Multivariate logistic regression analyses showed that the nondipping pattern was associated with impaired renal function and LVH when traditional risk factors without NSH were included; however, NSH, rather than a nondipping pattern, was correlated with impaired renal function, LVH, and abnormal cIMT when traditional risk factors and NSH were included in multivariate models (Table 6).

Table 6.

Univariate and Multivariate Logistic Regression Analysis: Relationship Between Impaired Renal Function, LVH, and Abnormal cIMT With Nocturnal Systolic Hypertension and Nondipper Pattern in Chinese CKD Patients

Model	NSH (0=no, 1=yes)		Nondipper (0=no, 1=yes)

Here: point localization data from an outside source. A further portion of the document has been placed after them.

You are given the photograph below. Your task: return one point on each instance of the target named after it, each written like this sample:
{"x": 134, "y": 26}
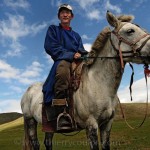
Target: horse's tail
{"x": 26, "y": 143}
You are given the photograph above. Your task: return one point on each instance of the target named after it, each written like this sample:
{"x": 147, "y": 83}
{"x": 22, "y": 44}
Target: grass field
{"x": 122, "y": 137}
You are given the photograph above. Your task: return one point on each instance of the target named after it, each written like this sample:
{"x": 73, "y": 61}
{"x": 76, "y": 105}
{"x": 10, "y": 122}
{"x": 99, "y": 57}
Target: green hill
{"x": 8, "y": 117}
{"x": 122, "y": 137}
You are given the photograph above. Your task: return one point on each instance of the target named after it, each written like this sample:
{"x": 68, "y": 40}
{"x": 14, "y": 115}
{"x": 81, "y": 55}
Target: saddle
{"x": 66, "y": 111}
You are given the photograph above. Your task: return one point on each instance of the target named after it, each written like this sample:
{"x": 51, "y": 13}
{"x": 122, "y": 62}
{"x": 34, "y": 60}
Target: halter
{"x": 135, "y": 51}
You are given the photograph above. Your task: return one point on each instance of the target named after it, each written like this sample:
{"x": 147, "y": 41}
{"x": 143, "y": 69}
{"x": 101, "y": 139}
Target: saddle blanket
{"x": 48, "y": 126}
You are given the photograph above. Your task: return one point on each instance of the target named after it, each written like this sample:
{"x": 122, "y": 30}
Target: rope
{"x": 146, "y": 110}
{"x": 71, "y": 134}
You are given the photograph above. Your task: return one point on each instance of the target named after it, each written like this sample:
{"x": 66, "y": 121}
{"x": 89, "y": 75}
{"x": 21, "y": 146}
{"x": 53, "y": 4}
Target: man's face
{"x": 65, "y": 16}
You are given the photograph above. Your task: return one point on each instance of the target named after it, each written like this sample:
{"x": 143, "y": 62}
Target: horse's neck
{"x": 107, "y": 71}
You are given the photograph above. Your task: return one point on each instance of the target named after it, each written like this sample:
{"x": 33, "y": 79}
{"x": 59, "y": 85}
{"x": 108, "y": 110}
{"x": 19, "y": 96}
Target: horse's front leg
{"x": 92, "y": 135}
{"x": 105, "y": 129}
{"x": 48, "y": 140}
{"x": 32, "y": 133}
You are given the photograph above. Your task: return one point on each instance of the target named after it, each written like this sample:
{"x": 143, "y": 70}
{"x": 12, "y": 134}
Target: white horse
{"x": 96, "y": 99}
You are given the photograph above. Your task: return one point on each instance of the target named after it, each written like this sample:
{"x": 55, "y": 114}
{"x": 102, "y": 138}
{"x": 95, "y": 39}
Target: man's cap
{"x": 65, "y": 6}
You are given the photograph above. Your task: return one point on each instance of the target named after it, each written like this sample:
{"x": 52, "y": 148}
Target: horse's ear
{"x": 112, "y": 20}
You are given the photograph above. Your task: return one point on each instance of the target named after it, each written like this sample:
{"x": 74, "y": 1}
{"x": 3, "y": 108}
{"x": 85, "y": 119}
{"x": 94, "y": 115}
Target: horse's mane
{"x": 99, "y": 44}
{"x": 103, "y": 36}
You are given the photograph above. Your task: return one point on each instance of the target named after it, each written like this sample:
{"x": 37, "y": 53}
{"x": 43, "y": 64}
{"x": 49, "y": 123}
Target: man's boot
{"x": 64, "y": 120}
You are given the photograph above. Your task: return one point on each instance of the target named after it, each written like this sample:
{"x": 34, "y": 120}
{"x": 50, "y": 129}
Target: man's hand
{"x": 77, "y": 55}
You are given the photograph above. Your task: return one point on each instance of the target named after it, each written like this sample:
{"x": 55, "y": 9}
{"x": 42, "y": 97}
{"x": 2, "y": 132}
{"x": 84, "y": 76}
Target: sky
{"x": 23, "y": 25}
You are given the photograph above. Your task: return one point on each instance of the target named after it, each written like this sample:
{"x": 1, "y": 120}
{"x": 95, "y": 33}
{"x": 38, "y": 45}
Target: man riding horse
{"x": 64, "y": 46}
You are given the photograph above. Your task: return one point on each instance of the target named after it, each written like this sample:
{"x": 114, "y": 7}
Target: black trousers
{"x": 62, "y": 79}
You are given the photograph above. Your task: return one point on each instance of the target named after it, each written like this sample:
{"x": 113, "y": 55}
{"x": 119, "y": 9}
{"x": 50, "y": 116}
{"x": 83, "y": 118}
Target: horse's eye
{"x": 130, "y": 31}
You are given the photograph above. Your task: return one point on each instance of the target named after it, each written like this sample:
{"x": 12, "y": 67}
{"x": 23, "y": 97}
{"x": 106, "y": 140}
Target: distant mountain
{"x": 7, "y": 117}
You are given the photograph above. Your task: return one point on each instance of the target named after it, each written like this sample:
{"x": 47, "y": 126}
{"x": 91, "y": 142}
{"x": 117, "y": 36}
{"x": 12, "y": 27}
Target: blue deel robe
{"x": 60, "y": 44}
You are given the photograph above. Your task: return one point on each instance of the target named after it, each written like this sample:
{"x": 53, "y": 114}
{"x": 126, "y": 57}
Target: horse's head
{"x": 130, "y": 41}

Model	OR (95% CI)	P Value	OR (95% CI)	P Value
Dependent variable: impaired renal function (1=eGFR ≥60 mL/min per 1.73 m²; 2=eGFR <60 mL/min per 1.73 m²)

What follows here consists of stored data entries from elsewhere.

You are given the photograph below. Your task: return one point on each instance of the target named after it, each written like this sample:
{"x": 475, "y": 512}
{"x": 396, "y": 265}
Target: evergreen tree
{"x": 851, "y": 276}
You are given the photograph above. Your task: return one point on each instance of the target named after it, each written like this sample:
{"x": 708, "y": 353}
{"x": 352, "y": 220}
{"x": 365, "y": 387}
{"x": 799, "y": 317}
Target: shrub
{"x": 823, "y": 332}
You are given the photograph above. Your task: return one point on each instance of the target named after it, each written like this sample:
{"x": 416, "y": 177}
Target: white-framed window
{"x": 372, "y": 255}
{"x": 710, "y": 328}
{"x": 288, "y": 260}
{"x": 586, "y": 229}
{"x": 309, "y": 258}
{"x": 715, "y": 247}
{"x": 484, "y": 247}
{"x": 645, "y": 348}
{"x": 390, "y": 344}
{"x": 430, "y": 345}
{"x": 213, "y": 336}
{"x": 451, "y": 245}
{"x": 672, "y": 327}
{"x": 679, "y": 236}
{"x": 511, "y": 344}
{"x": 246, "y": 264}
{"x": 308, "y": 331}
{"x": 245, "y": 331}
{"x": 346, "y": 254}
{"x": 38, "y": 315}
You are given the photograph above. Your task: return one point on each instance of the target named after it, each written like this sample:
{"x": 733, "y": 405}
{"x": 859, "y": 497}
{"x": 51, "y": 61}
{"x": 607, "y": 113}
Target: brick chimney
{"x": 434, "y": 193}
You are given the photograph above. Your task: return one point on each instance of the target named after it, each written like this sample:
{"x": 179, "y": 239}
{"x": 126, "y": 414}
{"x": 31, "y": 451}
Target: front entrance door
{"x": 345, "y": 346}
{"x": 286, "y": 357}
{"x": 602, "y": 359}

Model 1	5.348 (4.190–6.826)	<.001	1.983 (1.558–2.526)	<.001
Model 2	3.681 (2.829–4.790)	<.001	1.763 (1.346–2.309)	<.001
Model 3	3.559 (2.681–4.723)	<.001	1.101 (0.816–1.486)	.528
Model 4	–	–	1.513 (1.052–2.175)	.025
Model 5	2.726 (1.870–3.973)	<.001	1.089 (0.735–1.612)	.670
Dependent variable: LVH (1=no; 2=yes)
Model 1	7.382 (5.131–10.620)	<.001	2.550 (1.832–3.549)	<.001
Model 2	6.094 (4.148–8.953)	<.001	2.319 (1.632–3.295)	<.001
Model 3	5.512 (3.676–8.265)	<.001	1.340 (0.906–1.984)	.143
Model 4	–	–	1.799 (1.169–2.767)	.008
Model 5	2.997 (1.864–4.819)	<.001	1.265 (0.794–2.016)	.322
Dependent variable: abnormal cIMT (1=cIMT ≤1 mm; 2=cIMT >1 mm)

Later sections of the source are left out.